Certainty is a funny thing. You might think the idea of certainty naturally admits that things are subjective, that absolute proof is difficult, and that beliefs must be updated to reflect changing evidence. But that isn’t how we practice certainty—instead of signaling a spectrum of probable truth, it seems to have become an arbiter of validity.
When someone is certain, that should be a commentary on the evidence they have for a position. Somehow, though, certainty has been divorced from that spectrum of evidence. Instead of certainty being the extreme end, it has become the correct end; the rest of the spectrum is collapsed and we are left with the binary of certainty and uncertainty. It that strange dichotomous world, anything uncertain isn’t worth considering—as though lack of absolutism frees us from any tether to the real world.
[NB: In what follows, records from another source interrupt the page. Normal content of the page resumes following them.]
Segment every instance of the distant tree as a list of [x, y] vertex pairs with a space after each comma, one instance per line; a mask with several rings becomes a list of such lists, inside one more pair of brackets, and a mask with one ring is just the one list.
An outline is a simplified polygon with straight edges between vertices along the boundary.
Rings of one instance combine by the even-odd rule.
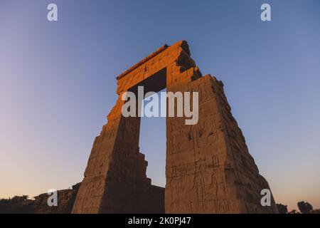
[[299, 212], [297, 212], [295, 209], [293, 209], [291, 212], [289, 212], [288, 214], [301, 214], [301, 213]]
[[300, 212], [302, 212], [302, 214], [309, 214], [310, 211], [312, 210], [313, 209], [311, 204], [304, 201], [299, 202], [298, 207], [299, 209], [300, 210]]
[[288, 214], [288, 206], [282, 204], [277, 204], [278, 207], [279, 213], [280, 214]]

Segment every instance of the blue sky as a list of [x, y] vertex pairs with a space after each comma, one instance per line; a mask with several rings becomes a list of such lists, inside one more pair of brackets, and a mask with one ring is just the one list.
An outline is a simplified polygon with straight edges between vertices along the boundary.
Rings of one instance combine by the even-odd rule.
[[[46, 19], [53, 2], [57, 22]], [[271, 21], [260, 20], [262, 3]], [[223, 81], [276, 201], [319, 208], [319, 28], [317, 0], [1, 0], [0, 197], [81, 181], [116, 76], [184, 39], [201, 72]], [[143, 118], [155, 185], [165, 183], [165, 120]]]

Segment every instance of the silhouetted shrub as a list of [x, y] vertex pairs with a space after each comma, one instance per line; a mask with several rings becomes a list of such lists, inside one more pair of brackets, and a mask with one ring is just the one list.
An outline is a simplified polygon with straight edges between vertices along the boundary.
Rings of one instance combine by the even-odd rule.
[[278, 207], [279, 213], [280, 214], [287, 214], [288, 213], [288, 206], [282, 204], [277, 204], [277, 207]]

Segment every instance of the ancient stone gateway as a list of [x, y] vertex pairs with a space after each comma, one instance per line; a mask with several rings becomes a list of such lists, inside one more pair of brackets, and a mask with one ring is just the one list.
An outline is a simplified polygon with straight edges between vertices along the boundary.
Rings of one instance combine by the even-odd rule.
[[[93, 144], [73, 213], [274, 213], [260, 204], [262, 189], [245, 138], [231, 114], [223, 84], [202, 76], [186, 41], [164, 46], [117, 78], [119, 98]], [[199, 120], [166, 118], [166, 184], [151, 185], [139, 152], [140, 118], [122, 115], [122, 95], [198, 91]]]

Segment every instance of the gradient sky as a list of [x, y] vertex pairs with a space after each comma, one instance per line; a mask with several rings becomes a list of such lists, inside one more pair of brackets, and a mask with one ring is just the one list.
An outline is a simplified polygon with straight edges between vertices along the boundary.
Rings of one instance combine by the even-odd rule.
[[[58, 22], [46, 19], [53, 2]], [[182, 39], [223, 81], [276, 201], [320, 208], [319, 0], [0, 0], [0, 197], [81, 181], [115, 77]], [[147, 175], [162, 186], [165, 141], [164, 118], [143, 118]]]

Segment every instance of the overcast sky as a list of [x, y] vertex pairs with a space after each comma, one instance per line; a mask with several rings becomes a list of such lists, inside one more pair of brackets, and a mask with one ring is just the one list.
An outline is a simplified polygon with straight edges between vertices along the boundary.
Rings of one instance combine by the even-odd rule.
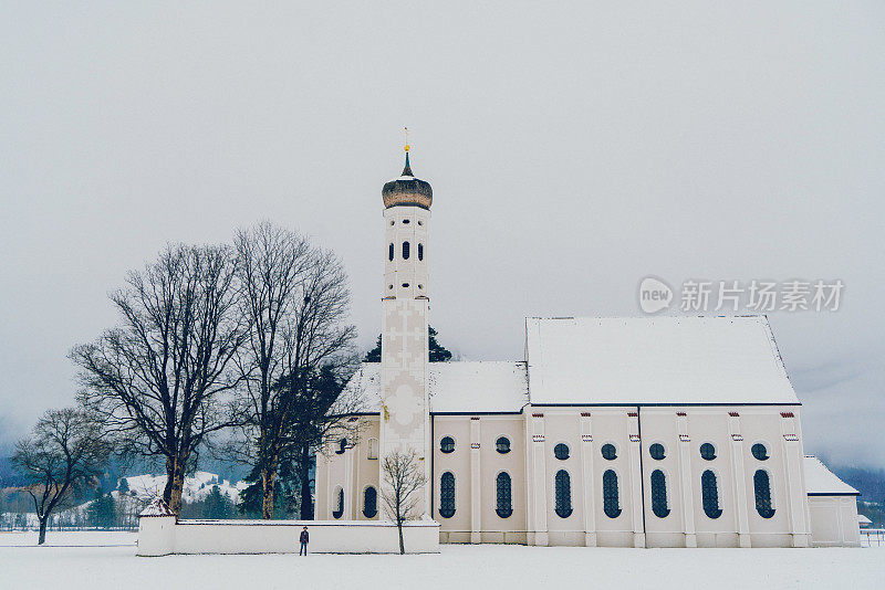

You can see the collapse of the spectrum in action on any really contentious political issue, especially issues that require major changes in public policy or issues that threaten deeply-held ideologies. Climate change is real, and happening, and caused by people—for all intents and purposes. With 99% certainty. Of course there is a margin of error, because science wisely does not and cannot collapse the spectrum. A pundit on cable TV will happily collapse their own uncertainty into absolute terms, even if their evidence warrants no certainty at all. A scientist, to the great frustration of the media, will highlight the uncertainty in even the most solid evidence.
And of course politicians manufacture certainty in service of rhetoric; they happily leap from conflicting position to conflicting position with no allegiance to evidence or truth. Somehow, their forceful declarations are taken as proof of their rightness.
When President Obama says he will close Guantanamo Bay Prison, the media report this as if he will, and the evidence of his repeated failure is but a footnote. But if he says he will try to close it depending on a variety of factors, who will listen?
Donald Trump presents ideas with even less tether to the real world—perhaps no tether at all—and his supporters laud his ability to tell it like it isn’t, but how they wish it were.
Yet, I don’t think the fault lies with them. Politicians are mirrors, and whether they reflect our own cognitive dissonance or our unwillingness to commit to our ideals, they are still reflecting. They aren’t likely to change. So I think the onus is on us to judge their evidence and their nuance rather than their certainty. What use is it to criticize someone for changing their position? They will only refuse to change later even when the evidence demands it. What use is it for us to value a leader based on their certainty when that certainty isn’t called for? They will only lead us to disaster because they were too set in their own ideology to question.
Our idolatry of certainty is well-sown, and the rewards we reap in our leaders are well-earned. So I take the opposite position: I don’t think we should measure our scientists by whether they are sure, and I don’t think we should measure our politicians by how little they change their minds, and I don’t think we should measure one another’s ideas by how absolutely they are framed.
Instead, to me, the best idea is the one that is presented with some uncertainty. If someone is uncertain, that tells me that they are looking at the real world and acknowledging their limited and subjective perspective. It tells me that they care about how much their ideas match the evidence around them, and that they know there are things they don’t yet understand. It tells me that they can adapt when the world, as it always does, changes out from under them.
To me, uncertainty is almost sure to be a better match with the truth. Thus certainty, not uncertainty, is the sign of weakness of mind. Certainty is a brittle, imposing creature that, by its very nature, rejects testing. Certainty, rather than proving our authority, proves our ignorance.